Stranger Things creators Matt and Ross Duffer were born in 1984, meaning their formative years were spent on the cusp of the cellphone boom. They were 16 when the Nokia 3310 hit the market and 20 when the Motorola Razr came out. For the past decade or so, they've lived with the rest of us in a post-cellphone world, with instant, constant access to reliable voice, text and visual communication tools.
It's possible that the ubiquity of cellphones in our lives has altered the way we -- and the Duffer brothers -- think about the past. Cellphones are so ingrained in our daily routines (often the first thing we look at in the morning and the last thing we see at night) that it's easy to think it's always been like this. Modern cellphone technology didn't exist in 1984, but subconsciously, we still want the people of that time period to behave as if they had supercomputers in their pockets. New habits die hard.

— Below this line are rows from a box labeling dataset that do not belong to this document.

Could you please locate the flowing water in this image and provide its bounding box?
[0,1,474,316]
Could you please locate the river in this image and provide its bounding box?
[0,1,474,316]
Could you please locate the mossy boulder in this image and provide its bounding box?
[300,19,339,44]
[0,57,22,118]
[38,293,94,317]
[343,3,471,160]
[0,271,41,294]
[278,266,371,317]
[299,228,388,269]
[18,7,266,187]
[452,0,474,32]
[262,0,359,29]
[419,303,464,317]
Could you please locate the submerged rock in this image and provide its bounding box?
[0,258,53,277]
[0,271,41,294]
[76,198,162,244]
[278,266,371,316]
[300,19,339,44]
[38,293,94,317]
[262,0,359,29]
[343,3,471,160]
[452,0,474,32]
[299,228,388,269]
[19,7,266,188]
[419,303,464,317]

Cellphones are also brilliant for storytelling purposes, at least when it comes to connecting characters and pushing the plot forward. The Duffer brothers aren't the only directors to use walkie-talkies and other '80s gadgets as rudimentary mobile phones, but Stranger Things 2 leans heavily on these tools. The main characters essentially end up using cellphones in every episode.
Take the first time we see the kids, for example: Dustin is running around his house, collecting quarters for the arcade and scheming with the gang on their walkie-talkies. In a modern-day version of Stranger Things 2, those bulky bricks would be Windows Phones (and at one point, the camera would linger just a second too long on one of the screens, Microsoft's logo in clear view).

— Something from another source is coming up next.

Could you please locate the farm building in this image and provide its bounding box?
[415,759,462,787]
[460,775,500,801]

Dustin even connects his walkie-talkie to a headset, running around the city of Hawkins and talking to his friends hands-free. This is in a time when pagers were just catching on -- and here's this 13-year-old dweeb standing at the edge of the forest, having a crystal-clear, hands-free conversation with one of his best friends who's miles away.
Walkie-talkies are pivotal to the season's pacing, allowing the kids to easily communicate with one another and giving them the power to drive the story. It'd be easy to simply hand the kids this technology without addressing the apparent magic at work, but the Duffer brothers fold the gadgets into the characters themselves. Will, Mike, Lucas and Dustin are all noted nerds, but Dustin is especially curious -- and he makes the walkie-talkies fit in this world.
Dustin is in AV club with the rest of the kid crew, but he's also the DM of their Dungeons & Dragons game with an encyclopedic knowledge of that universe's lore. He's a bookworm and holds the top score on Centipede at the local arcade. His mom isn't surprised when he says he added a motor to the ghost trap he built for his Ghostbusters costume -- to make it look like there's a ghost rattling around inside, of course.
Dustin isn't technologically savvy simply to round out his character bio -- his know-how explains away the gadgets that propel Stranger Things 2 into a rapid-fire thriller. With Dustin on the squad, long-range, reliable walkie-talkies aren't a total stretch.
Walkie-talkies are just one piece of the cellphone puzzle in Stranger Things 2. Police chief Jim Hopper communicates with the kids via his radio, using Morse code to tap out messages in starts and stops. It sounds a bit like texting, when you put it that way -- but Morse code is an old, established form of communication. It's inelegant yet reliable, a lot like Hopper himself. And, just like the good detective, Morse code plays a critical role in the second season's story.
Modern cellphones wouldn't be complete without a video camera, and neither is Stranger Things 2. One of the series' newcomers, Bob (played by Sean Astin), introduces a JVC camcorder to the Byers family, allowing Will to accidentally capture a significant encounter on film. If Stranger Things 2 were set in 2017, Will would've simply recorded this scene on his cellphone. But in 1984, the Duffer brothers needed to give Will a reason to have a camcorder in the first place -- and so they gave him Bob, another nerd whose mere existence explains away some of Stranger Things 2's cellphone-style tech.
The JVC plays into Bob's personality perfectly. He's a small-town genius with a map of Hawkins in his head, working a cushy job at RadioShack. He had to be, in order for the camcorder to make sense.
Once it's in the Byers' house, the JVC allows Will's mom, Joyce, to express her newfound happiness with Bob. Through the camera's lens, Bob and Joyce laugh and flirt; their budding romance is captured in grainy VHS footage that's instantly relatable to viewers who grew up without professional-grade cameras in their pockets. The JVC grounds Stranger Things 2 in the '80s while believably growing Bob and Joyce as rich characters with the potential to lead happy lives, if monsters from another dimension weren't trying to destroy everything they love.
Stranger Things 2's nostalgia works because it makes sense. The walkie-talkies, police radio and camcorder aren't there to simply fill space or jog the audience's memory -- they all serve specific, crucial purposes in the overall story. More than that, these tools belong in these people's hands. The characters of Stranger Things 2 were crafted to create a robust, nerd-infused universe filled with throwback technology. They were crafted to support a cellphone-style ecosystem -- in 1984.